Monday, July 23, 2012

Stupidity

While autism is on the rise with 1 in 88 children being diagnosed, stupidity is far more common. We have celebrities making insulting comments about autism. We have talk show hosts blaming autism for horrendous acts of violence, with absolutely no data to back up their claims.

This post is mostly a rant, so feel free to skip it.

It's not enough that parents of autistic children have to deal with their child's delays, the behaviors, coordinating therapies, etc now they must dispel ignorant rumors, they have to deal with rude, ignorant comments in the grocery store, at the park, or any public place they might encounter stupidity. I'm not certain what possesses people to interfere in someone else's life. Do you really need to walk up to the lady at the deli whose child is having a meltdown and ask her if she wished she could return her child to the aisle she got him from? Really? Do you really need to question a parent who is letting their child eat a bag of chips at 9am? Do you really think it is helpful when you tell a parent that their child just needs a better discipline method? Do you really think it's beneficial to tell a child to behave and apologize to their mother?

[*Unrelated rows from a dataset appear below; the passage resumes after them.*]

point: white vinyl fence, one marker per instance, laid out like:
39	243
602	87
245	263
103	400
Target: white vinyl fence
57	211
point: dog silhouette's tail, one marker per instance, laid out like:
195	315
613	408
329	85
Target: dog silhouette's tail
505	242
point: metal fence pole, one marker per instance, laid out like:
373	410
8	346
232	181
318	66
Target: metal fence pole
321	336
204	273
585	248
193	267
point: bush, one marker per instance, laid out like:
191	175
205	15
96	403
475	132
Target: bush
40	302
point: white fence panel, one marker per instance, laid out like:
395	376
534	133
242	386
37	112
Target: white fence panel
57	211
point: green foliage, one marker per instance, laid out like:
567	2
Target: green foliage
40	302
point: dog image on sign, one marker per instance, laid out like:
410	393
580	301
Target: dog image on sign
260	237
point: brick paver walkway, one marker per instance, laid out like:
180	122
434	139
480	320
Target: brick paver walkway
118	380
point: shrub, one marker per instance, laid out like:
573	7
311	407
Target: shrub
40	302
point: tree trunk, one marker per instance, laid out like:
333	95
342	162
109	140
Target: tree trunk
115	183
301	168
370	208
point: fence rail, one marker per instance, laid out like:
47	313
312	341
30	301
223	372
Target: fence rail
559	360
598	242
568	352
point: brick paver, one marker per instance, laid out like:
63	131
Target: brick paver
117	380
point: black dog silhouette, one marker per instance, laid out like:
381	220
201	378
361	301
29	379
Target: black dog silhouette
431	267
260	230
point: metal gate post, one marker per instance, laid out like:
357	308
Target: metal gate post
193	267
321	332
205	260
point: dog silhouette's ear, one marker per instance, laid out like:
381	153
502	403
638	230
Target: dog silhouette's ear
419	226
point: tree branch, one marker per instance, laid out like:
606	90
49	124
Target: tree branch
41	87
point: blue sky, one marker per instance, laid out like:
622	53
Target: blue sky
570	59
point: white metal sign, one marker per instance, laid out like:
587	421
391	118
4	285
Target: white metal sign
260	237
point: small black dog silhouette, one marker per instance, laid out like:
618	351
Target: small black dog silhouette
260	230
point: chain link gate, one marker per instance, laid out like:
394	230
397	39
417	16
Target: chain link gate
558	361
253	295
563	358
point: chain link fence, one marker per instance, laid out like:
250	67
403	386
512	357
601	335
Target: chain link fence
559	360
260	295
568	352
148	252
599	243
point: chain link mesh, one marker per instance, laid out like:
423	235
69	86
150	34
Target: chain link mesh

These are not all my personal experiences, but they have happened to other mothers.

For one minute do these strangers; these people who interrupt our life to interject their ideas, thoughts, and philosophies into our lives; think that we didn't wish that our children could handle a trip to the grocery store without a meltdown? Do they not consider we would love for our children to eat normal, healthy foods at regular intervals so that we didn't have to consume ourselves with worry over their health? Do they think we wouldn't prefer a time out, or counting to 3 to be an effective discipline measure? Why wouldn't we want our children to behave?

I just do not understand the logic these people are using when they interfere. It's like they think we had just not thought to tell our children to not have a meltdown, we hadn't considered telling them to behave.

Every parent of an autistic child knows exactly what I'm talking about, they have been on the receiving end of unsolicited advice time and time again. Some cringe and ignore it, some make replies in hopes of saving other parents from the same onslaught, some try to take the time to explain that the child has autism in hopes of educating the masses. For me, it depends on who the advice giver is, if it's someone I know and will need to interact with on a regular basis, I will educate them and explain the situation. If it's a random stranger in a store, I typically just walk away without saying a word. I would love to think of a sarcastic well worded reply, but if my child is drawing the attention of strangers, then I'm already to the point of exhaustion and in evacuation mode.

Another frustration that parents face is other parents asking if our child did this or that and if we think their child has autism. For one, we aren't doctors, we aren't professionals, if you think your child is delayed in any way you should most definitely talk to your pediatrician about it, early intervention is vital (I can not emphasize this enough). Asking when your child is 10 weeks old, is a bit premature, saying that autism is your worst fear is a bit rude, that your life's dreams will be ruined. I get that life with an autistic child is severely different that that of neurotypical children, but autism is your worst fear? I can think of worse things than having a child with autism....oh let me see having a child with terminal cancer, having a child kidnapped, tay sachs, anencephaly, the list goes on. This is not to say that having a child with autism is a walk in the park, it's not; hopefully I've conveyed the struggles accurately.

Sorry for the long winded vent, it's hot and reading the news today made me cranky.